"yam" as a verb

Discussion in 'English Only' started by vovick, Mar 15, 2009.

  1. "I yam what I yam and that's all what I yam, I'm Popeye the sailor man, *toot*, *toot*"

    So what does this famous Popeye's phrase really mean(if it means anything at all)? All the dictionaries I found have information only about the noun "yam", but not the verb.
  2. envie de voyager Senior Member

    Niagara Falls, Canada
    It means:

    I am what I am...

    This means "This is who I am and I'm not going to become anything more than this."
  3. JamesM

    JamesM à la Mod (English Only)

    It's simply an imitation of the way Popeye speaks. Envie de voyager has explained the meaning very well.
  4. That's what I thought at first, but Google gave me about 2000 entries for "I am what I am and that's all what I am" and about 1500 for the same expression with "yam" instead of "am". If "yam" is just a misspelling of "am" it was undoubtedly done on purpose, so I'm curious what speciality it gives to this sentence.
    JamesM, sorry, didn't notice your post. So there is no difference in meaning, just Popeye's fancy pronunciation. Thanks.
    Last edited: Mar 15, 2009
  5. TriglavNationalPark

    TriglavNationalPark Senior Member

    Chicago, IL, U.S.A.
    Slovenian (a.k.a. Slovene)
    Indeed. Popeye originally appeared in E. C. Segar's Thimble Theatre comic strip in the 1920s and '30s. His style of speech was that of a rough, uneducated sailor; it was full of grammatical errors (as well as spelling mistakes, which indicated mispronounced words).

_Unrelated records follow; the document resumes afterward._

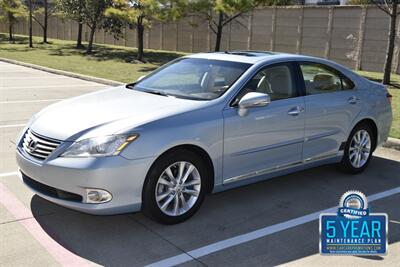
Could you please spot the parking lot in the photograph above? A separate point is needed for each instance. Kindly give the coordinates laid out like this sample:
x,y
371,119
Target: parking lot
x,y
268,223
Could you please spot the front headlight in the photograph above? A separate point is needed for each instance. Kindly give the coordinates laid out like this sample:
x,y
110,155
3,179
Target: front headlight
x,y
99,146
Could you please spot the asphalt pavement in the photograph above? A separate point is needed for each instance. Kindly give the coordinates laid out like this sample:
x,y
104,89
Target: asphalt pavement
x,y
264,224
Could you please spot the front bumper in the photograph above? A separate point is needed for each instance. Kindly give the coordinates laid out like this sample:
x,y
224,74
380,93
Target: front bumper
x,y
70,177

    Here's a typical passage from the strip:

    "She don't want me to get hurt on account of I yam the only sweetny she ever had wich has persnal magnacism an' sex repeal."

    The more well-known version of Popeye from theatrical and TV cartoons retained some of these linguistic idiosyncrasies, including the catchphrase "I yam what I yam."
  6. GreenWhiteBlue

    GreenWhiteBlue Senior Member

    The City of New York
    USA - English
    It should be kept in mind that many speakers would pronounce "I am" and "I yam" identically.
  7. Loob

    Loob Senior Member

    English UK
    I agree with GWB. "I yam" for "I am" is an example of eye-dialect...
  8. Thomas Tompion Senior Member

    Southwest France
    English - England
    This sort of writing was extremely popular in the 1920s as a means of representing a certain sort of speech. A famous example I remember is in a story called the Passing of Ambrose, one of P.G.Wodehouse's Mulliner stories, the story hinges on Ambrose's loss of his top hat in a theatre foyer. The hat is retrieved by the commissionaire who is described as a stout man in the uniform of a Czecho-Slovakian Rear-Admiral and who hands Ambrose his flattened hat with a speech which starts: "Here you are, sir," he said. "Here’s your rat. A little the worse for wear, this sat is, I’m afraid, sir.

    The whole speech is here, for anyone who likes this sort of thing. As you can see, from the site where I found the quote, the phenomenon is quite well-known. 'The yat' is a particularly brilliant touch in the context.
  9. suzi br

    suzi br Senior Member

    English / England
    LOL - I look forward to reading the philosophy now we've established the phonology!
  10. Once again, thanks everyone for your incredibly comprehensive responses.
    Now I seriously doubt if there is a need of asking what "finich" in his "I'm strong to the finich 'cause I eat my spinach" means :p
    Last edited: Mar 16, 2009
  11. panjandrum

    panjandrum Occasional Moderator

    Belfast, Ireland
    English-Ireland (top end)
    Just in case, finich = finish - pronounced with a similar ending to spinach.